One of the most important sensory experiences for a baby is through his tongue and mouth. Sucking is not only necessary to obtain milk, it is also a source of comfort and satisfaction for a baby (also see "The Big Decision - breast or bottle?" ). Once a baby can begin to hold things in his hands, he automatically puts almost everything to his mouth for further exploration. By about nine months a baby may still put things in his mouth, but he will show that he is also able to appreciate the sensation of different textures which he can touch with his hands - stroking a pet, putting his fingers in his food, playing with sand or water. As he grows you can help to develop his understanding of different materials in his environment, both natural and manmade, through everyday experience and play.

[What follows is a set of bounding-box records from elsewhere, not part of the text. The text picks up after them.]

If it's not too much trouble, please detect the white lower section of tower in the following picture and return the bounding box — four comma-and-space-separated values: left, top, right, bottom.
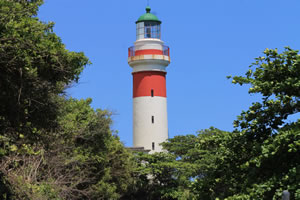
133, 96, 168, 153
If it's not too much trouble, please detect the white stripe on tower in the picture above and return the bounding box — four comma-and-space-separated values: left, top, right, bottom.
128, 7, 170, 153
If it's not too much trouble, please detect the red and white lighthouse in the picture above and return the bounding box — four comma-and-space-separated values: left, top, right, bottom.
128, 7, 170, 153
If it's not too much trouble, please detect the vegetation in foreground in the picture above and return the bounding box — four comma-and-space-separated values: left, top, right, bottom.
0, 0, 300, 200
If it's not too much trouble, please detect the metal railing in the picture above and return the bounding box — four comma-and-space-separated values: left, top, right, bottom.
128, 45, 170, 57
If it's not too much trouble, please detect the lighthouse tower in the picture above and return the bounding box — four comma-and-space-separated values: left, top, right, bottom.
128, 7, 170, 153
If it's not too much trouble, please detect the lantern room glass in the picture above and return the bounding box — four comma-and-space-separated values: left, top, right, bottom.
136, 21, 161, 40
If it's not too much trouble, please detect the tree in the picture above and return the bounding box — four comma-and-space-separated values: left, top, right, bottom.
133, 48, 300, 200
0, 0, 89, 145
0, 0, 134, 200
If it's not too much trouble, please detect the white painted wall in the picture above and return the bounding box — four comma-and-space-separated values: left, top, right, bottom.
133, 96, 168, 153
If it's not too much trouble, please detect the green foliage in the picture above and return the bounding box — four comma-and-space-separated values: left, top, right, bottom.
0, 0, 89, 142
232, 47, 300, 140
0, 0, 134, 200
122, 152, 195, 200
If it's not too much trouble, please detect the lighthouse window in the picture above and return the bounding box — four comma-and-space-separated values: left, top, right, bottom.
144, 22, 160, 39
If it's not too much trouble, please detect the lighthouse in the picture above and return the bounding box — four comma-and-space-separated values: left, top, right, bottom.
128, 7, 170, 153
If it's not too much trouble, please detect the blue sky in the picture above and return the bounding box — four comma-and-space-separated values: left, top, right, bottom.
39, 0, 300, 146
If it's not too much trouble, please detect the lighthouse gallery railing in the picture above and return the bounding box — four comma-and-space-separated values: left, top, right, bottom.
128, 45, 170, 57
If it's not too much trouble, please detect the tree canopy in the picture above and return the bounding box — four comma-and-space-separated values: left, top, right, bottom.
0, 0, 300, 200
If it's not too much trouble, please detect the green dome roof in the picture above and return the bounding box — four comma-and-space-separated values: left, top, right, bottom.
136, 6, 161, 23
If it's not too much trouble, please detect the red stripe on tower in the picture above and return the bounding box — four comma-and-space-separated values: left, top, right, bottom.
132, 71, 167, 98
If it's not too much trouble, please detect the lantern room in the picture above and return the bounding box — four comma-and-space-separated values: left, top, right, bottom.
136, 6, 161, 40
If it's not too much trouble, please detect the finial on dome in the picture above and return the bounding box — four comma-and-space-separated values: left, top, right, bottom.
146, 6, 151, 13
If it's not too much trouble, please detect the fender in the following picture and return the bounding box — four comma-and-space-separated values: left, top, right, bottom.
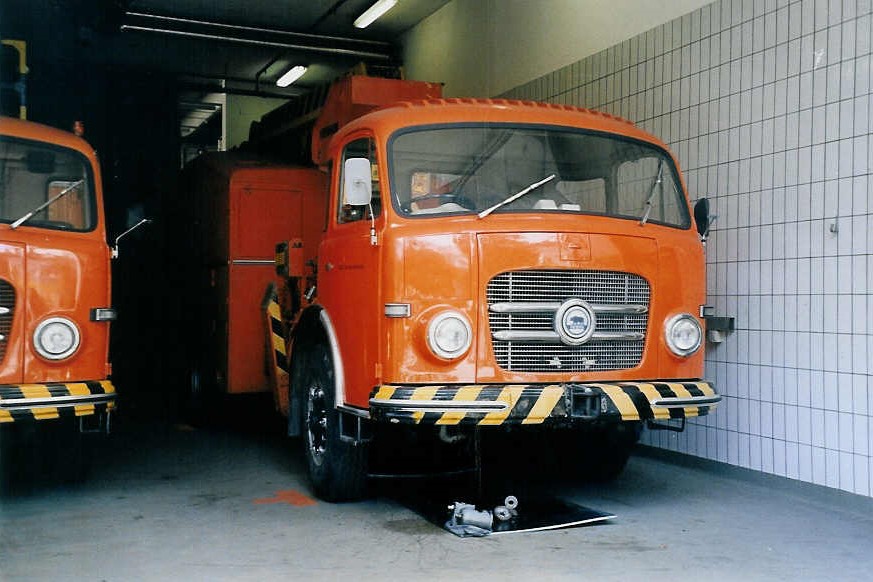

If your baby develops an attachment to a toy, blanket or other object as a `comfort' object you will see clearly how his sense of touch is being exercised. Not only will he clutch the comforter to him or enjoy stroking it, he will often pull it across his face or hold it against a cheek. Later, if he inadvertently comes across the same texture in a fabric when he is tired - a similar silky or soft piece of material for example - he may immediately clutch it in the same way and show other going-to-sleep habits such as thumb sucking. Your baby naturally explores and tests out the textures of rattles and other toys and as his awareness grows will increasingly enjoy playing with the water in his bath. Look for textures and sensations to introduce in play - being aware that young babies automatically put most things in their mouths - so your child experiences hard followed by soft, rough/smooth, angular objects like bricks and round ones like balls. When you are out in the garden or park let him touch the roughness of tree bark, scrumple green leaves and crunch crackly autumn ones. You sometimes see parents getting angry with small children for grubbing around in the earth getting dirty, but while it is understandable 'that parents don't want children covered in mud or worse after every outing it is also part of a child's natural curiosity continually to explore and discover.